Hi PI, all-- You wrote:
The pressure to form cults comes from below as much as it comes from above. Many leaders don't even want a cult following and have to fight against it. I know from my performing days that there were - unsolicited and discouraged by me - starry-eyed people sitting cross legged on the floor at the edge of the stage immersing themselves in something or the other with these expectant and glazed looks on their faces. They presumed some sort of intimacy with the people in the band, as though there were some shared inside knowledge, and often violated the boundaries trying to make contact with us or hunt us down.
I was not any sort of big celebrity and yet this happened.
This is kind of funny, in a rueful way. I, too, am a performer, although very far from an accomplished one. Normally, I play drums, but at one point, I was in a band and I wrote a few songs, so when we played out, I'd come up to the front of the stage, grab my crappy, no-name, broke-ass, couldn't-stay-in-tune guitar, and croak out my discordant lyrics about getting old (called "The Love Song of Jane Prufrock"--I couldn't even come up with my own ideas!), shopping for shoes, Courtney Love, and Chimayo, New Mexico (four of the ones I played most often). I was really, really bad. Not being falsely humble--I was actually awful. My bandmates were awfully sweet to indulge me, I can say that much.

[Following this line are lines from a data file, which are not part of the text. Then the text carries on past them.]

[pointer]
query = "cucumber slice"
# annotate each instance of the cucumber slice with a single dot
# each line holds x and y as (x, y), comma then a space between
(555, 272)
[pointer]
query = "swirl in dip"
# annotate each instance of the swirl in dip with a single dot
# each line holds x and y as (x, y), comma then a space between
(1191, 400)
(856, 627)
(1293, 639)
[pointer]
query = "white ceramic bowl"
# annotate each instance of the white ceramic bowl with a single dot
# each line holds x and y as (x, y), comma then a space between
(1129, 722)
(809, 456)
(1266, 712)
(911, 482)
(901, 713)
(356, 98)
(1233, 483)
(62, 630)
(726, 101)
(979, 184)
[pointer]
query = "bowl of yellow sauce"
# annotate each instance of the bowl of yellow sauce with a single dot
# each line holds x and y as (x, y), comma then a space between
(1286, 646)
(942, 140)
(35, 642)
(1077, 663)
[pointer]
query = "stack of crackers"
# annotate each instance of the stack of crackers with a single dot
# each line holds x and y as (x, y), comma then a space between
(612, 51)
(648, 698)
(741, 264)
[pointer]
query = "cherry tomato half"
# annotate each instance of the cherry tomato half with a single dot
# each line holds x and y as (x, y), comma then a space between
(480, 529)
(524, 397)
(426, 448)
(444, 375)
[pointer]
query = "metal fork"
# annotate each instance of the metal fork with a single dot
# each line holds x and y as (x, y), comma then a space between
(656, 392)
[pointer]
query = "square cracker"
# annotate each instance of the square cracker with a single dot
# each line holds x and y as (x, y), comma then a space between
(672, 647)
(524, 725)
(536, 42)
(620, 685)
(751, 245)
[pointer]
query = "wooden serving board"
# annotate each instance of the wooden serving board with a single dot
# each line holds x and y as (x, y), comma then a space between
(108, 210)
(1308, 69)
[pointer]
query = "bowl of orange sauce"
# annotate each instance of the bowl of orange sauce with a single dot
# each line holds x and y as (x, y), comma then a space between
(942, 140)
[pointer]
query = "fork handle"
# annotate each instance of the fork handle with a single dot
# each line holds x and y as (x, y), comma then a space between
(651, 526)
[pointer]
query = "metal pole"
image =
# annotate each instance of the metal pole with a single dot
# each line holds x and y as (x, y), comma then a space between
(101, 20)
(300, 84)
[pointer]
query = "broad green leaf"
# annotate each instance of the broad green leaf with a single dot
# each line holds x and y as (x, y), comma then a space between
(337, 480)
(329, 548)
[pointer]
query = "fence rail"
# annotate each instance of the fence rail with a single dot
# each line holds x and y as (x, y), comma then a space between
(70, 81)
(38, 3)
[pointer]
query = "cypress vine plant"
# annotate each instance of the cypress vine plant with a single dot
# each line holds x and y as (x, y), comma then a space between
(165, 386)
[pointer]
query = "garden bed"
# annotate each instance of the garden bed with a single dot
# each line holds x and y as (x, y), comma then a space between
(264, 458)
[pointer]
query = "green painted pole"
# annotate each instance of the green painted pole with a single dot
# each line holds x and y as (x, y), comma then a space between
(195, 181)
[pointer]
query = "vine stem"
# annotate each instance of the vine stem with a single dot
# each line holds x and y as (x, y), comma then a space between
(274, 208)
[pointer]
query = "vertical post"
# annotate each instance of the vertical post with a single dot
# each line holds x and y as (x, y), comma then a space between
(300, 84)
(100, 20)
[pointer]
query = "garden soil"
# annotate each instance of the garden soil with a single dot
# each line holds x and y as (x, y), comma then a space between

Yet, after one show, a young woman approached me and said (literally), "Can I touch the hem of your garment? You were so great! I loved your songs!" I was flattered and flustered to say the least. She hung around, peppering me with questions, introducing me to her boyfriend (who look mortified), and sort of just *hovering* in a disconcerting way.
Not only was I not famous, I wasn't even *good* and yet I had a follower. So I can't even imagine what it must have been like for you, most likely a talented musician, much less for an actual celebrity....
I can't even imagine what it must be like for more famous people. I can tell you that for me it was a big pain in the ass - the cult-like followers gave me the creeps.
Oh, okay. I guess I can *imagine* it, then! BTW, The Flight of the Conchords, an HBO series that recently wrapped up its first series, has a *great* obsessed fan character.
But that does tell us that there is a huge army of people out there ready and eager to go into some sort of trance-like state and follow someone mindlessly, desperate to belong to something, to believe in something, to totally immerse themselves in something.
Yeah, but, see, here's the thing: I definitely wasn't in that army. I was always so contemptuous of that kind of behavior, of mindless following. That's why it seems like I should say... if it could happen to me, it could happen to you (not you in particular, PI--just anyone among us).